Dans la soirée du 24 juin, une manif spontanée ayant éclaté entre jeunes et farces de l’ordre au quartier Hamdallaye a viré au drame. Un élève a perdu la vie au cours des échauffourées. La victime, Thierno Amadou Bella Bah, 17 ans, élève en classe de 9e année au groupe scolaire privé « La Sagesse » à Dar-Es-Salam 3, a reçu une balle en pleine poitrine.

Selon ses proches, Thierno Amadou jouait au foot avec ses amis dans le quartier, quand des manifestants, poursuivis par les farces de l’ordre, ont débarqué. C’est en voulant s’échapper, que l’ado a été mortellement touché. La manif serait consécutive à la nomination d’un chef de quartier qui ne fait pas l’unanimité à Hamadallaye.

Dans sa famille, c’est la tristesse et la consternation, le jeudi 25 juin. La mère du défunt en larmes : « Mon fils est un amoureux du football. Hier, Bella s’est réveillé à 14 h, il ne manifestait pas, on l’a accusé à tort. Ils ont tué mon fils… Mon fils ne connaît que le football et l’école. Quand les enfants ont commencé à manifester, il est venu me trouver à mon lieu de commerce, il m’a aidé à fermer le magasin. Il m’a dit : « Maman, rentrons, on est rentrés. Je n’ai pas su l’heure à laquelle il est parti jouer au football. Je ne pardonnerai jamais à celui qui a tiré sur mon fils ».

Sous le choc, Hassane Diallo, oncle paternel de Thierno Amadou explique comment il a appris la nouvelle : « On m’a réveillé à 17h, pour me dire que mon neveu a reçu une balle en pleine poitrine, selon les jeunes qui l’ont transporté à l’hôpital Jean Paul II. Des jeunes manifestaient contre un chef de quartier qui ne fait pas l’unanimité. La manif s’est transportée vers le terrain de football où mon neveu jouait avec ses amis. Il s’entraînait chaque jour de 16h à 18h. Les jeunes ont été poursuivis jusqu’à Dar-Es-Salam et c’est devenu des échauffourées avec la gendarmerie. Mon neveu y a perdu la vie ».

Transporté d’urgence à l’hôpital Jean Paul II, puis à Donka, il est décédé vers 18h, après l’intervention chirurgicale.
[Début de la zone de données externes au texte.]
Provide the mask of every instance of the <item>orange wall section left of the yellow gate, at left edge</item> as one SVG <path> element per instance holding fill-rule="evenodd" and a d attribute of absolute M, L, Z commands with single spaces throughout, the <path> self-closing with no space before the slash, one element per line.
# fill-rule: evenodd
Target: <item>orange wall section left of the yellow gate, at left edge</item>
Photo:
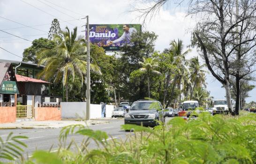
<path fill-rule="evenodd" d="M 16 121 L 16 107 L 0 107 L 0 124 Z"/>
« Mon neveu rêvait grand »

Selon Hassane Diallo, la victime était un élève qui rêvait d’être footballeur : « On mettait les moyens pour qu’il puisse y arriver. Les équipements et tout ce qu’il demandait, on le mettait à sa disposition pour qu’il puisse se battre pour ses rêves. » Et de révéler que lui-même a été menacé à deux reprises par des hommes en uniforme après l’incident : « Quand j’ai appris que mon neveu a reçu une balle, je me suis rendu sur les lieux mais en sortant de la cour, j’ai trouvé un dispositif sécuritaire devant la maison. Trois pick-up y étaient garés. J’ai voulu passer, ils m’ont empêché. Je me suis présenté, en leur montrant mon badge de journaliste, mais impossible. Il y a un qui m’a lancé qu’ils n’ont pas peur de ce badge. Que si je pense que ce badge peut leur faire peur. J’ai compris qu’ils ne veulent pas coopérer. Mais deux d’entre eux avaient compris que j’étais en détresse, ils m’ont laissé passer. Au niveau du carrefour Échangeur (Dixinn), je venais chercher des poches de sang pour mon neveu, c’est là en pleine circulation qu’on m’informe de son décès. J’étais bouleversé. Notre moto était garée à côté, le neveu qui me supportait pleurait à chaudes larmes, la police me dit de quitter avec un ton sévère. J’essayais de leur faire savoir qu’on m’a annoncé un décès, il y a un qui m’a directement dit que ce n’est pas son problème. Il me dit que si je ne quittais pas les lieux, qu’il allait m’embarquer (…) Finalement, on a quitté. »

A la question de savoir si une plainte est envisageable, Hassane Diallo répond : « la famille est en train de se concerter. Je ne suis pas le seul décideur, j’ai des grands frères, des oncles et des tantes. Après les concertations, nous verrons ensemble ce qu’il y a lieu de faire… »

Thierno Amadou Bella a été inhumé ce jeudi 25 juin, après la prière de 17h.